Written by Michele Dial, M.Ed, LPC


Once upon a time, there was a Volcano and Turtle. No, this is not a kid’s story about speed or racing or pacing or how to get ahead. It’s a story about passion and composure. Intensity and calm. Eruption and shelter.


Oftentimes in relationships, we find ourselves feeling unheard, misunderstood, and sometimes utterly ignored. During these times, individuals often react in very common patterns of behavior. For some, it’s easy to reason that if they try a little harder, speak a little more passionately, show a little more emotion, their intended audience will hear them. What starts as a gradual increase in effort can quickly build to epic proportions. Before we know it, the Volcano is erupting, spewing hot lava in all directions.


For others who feel unheard, withdrawal may seem like the only logical solution. What’s the point of continuing to try to reach the other person? They’re not listening, they don’t care about how I feel, so why bother? Add a little hot lava to the mix, and the fear of being burned or hurt can send the Turtle into panic. What starts as silence and downcast eyes can easily lead to full-on retreat straight into the Turtle’s protective shell, sometimes by leaving the room, and sometimes turning inward and slipping away right before your very eyes.
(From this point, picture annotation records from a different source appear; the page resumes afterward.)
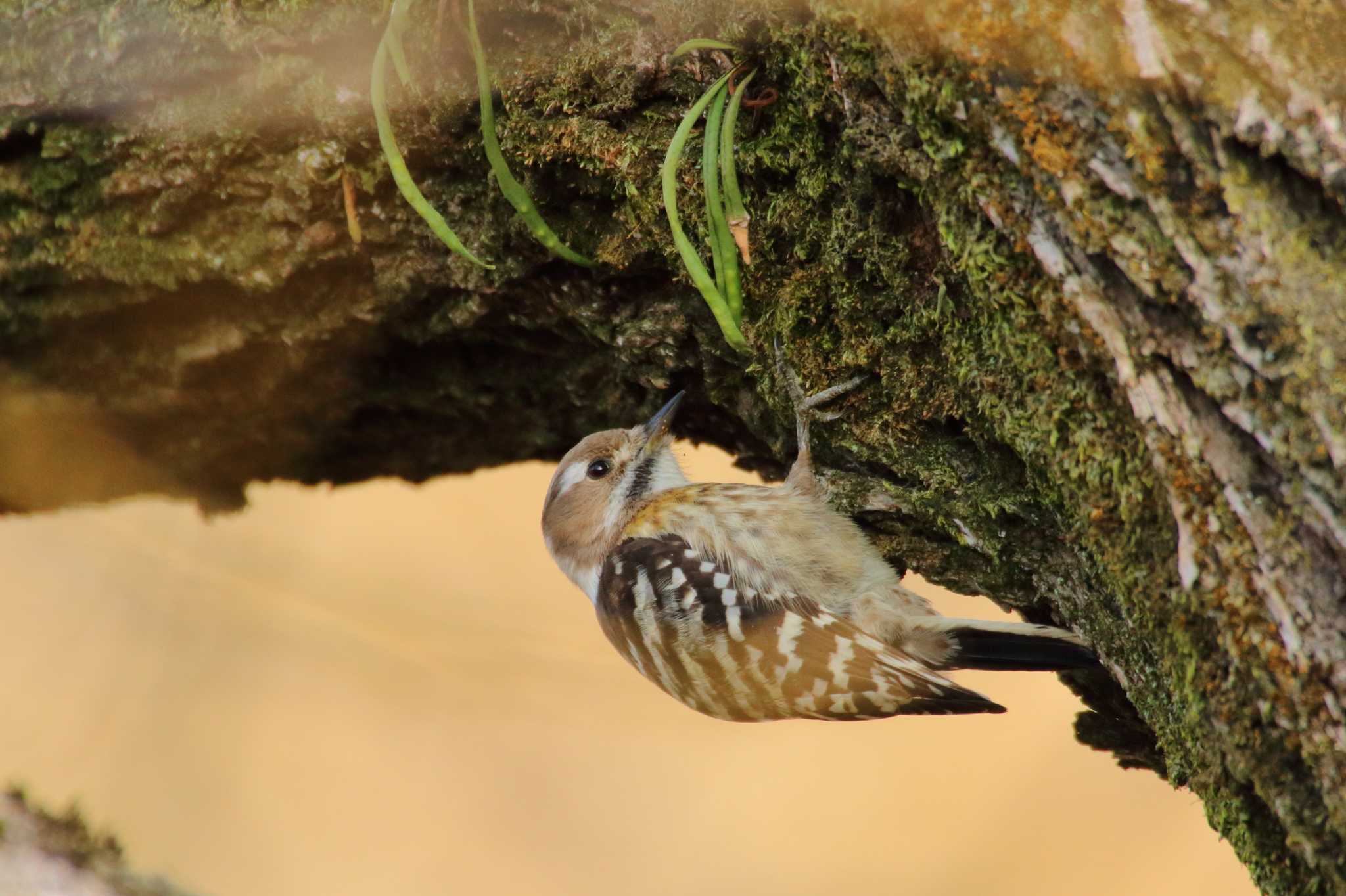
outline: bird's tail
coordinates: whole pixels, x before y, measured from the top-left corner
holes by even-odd
[[[915,631],[948,639],[948,652],[935,669],[1055,671],[1098,665],[1094,652],[1065,628],[944,616],[911,623]]]

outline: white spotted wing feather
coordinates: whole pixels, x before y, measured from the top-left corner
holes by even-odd
[[[629,538],[603,565],[598,616],[635,669],[732,721],[997,713],[804,595],[766,595],[676,535]]]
The Volcano and the Turtle are personas that are developed to serve a purpose. The Volcano strives to get attention, ANY attention, good or bad. The Turtle protects oneself from perceived threats, overwhelming emotions, or the sense of impending failure to meet needs and standards by withdrawing into a shell.


Over time, we learn that these personas do not serve the intended purpose effectively anymore, if ever. The Volcano eruption doesn't get you the attention and engagement you’re desperately seeking, but instead pushed the Turtle farther away. And the Turtle’s withdrawal doesn’t stop a partner’s relentless pursuit of engagement, and may in fact inspire elevated pursuit. The Volcano keeps coming on stronger, and the Turtle keeps pulling away until the chasm between the two is so wide, it seems impassable.


And really, the volcano and the turtle do not define you. They are exaggerated expressions (caricatures) of pieces of you that do not feel heard. They are supplemental tools created to compensate when you feel desperate or at a loss. So it is possible to shed those behaviors and still remain authentic to your passion (Volcano) and your composure (Turtle). You are in control of their existence and the utility. You can choose not to invoke them, even when it feels automatic and necessary. And you can develop new behaviors that are more effective at making connection and maintaining peace.


It’s not about silencing or censoring yourself, or changing your core character. Ultimately it’s about learning new ways to connect with your partner, and shifting your perception on how you do that. In the beginning, it’s important to alter some behaviors to make space for reconnection and growth, but ultimately it’s about recognizing the ineffectiveness of old tools, and changing how you engage with and relate to each other.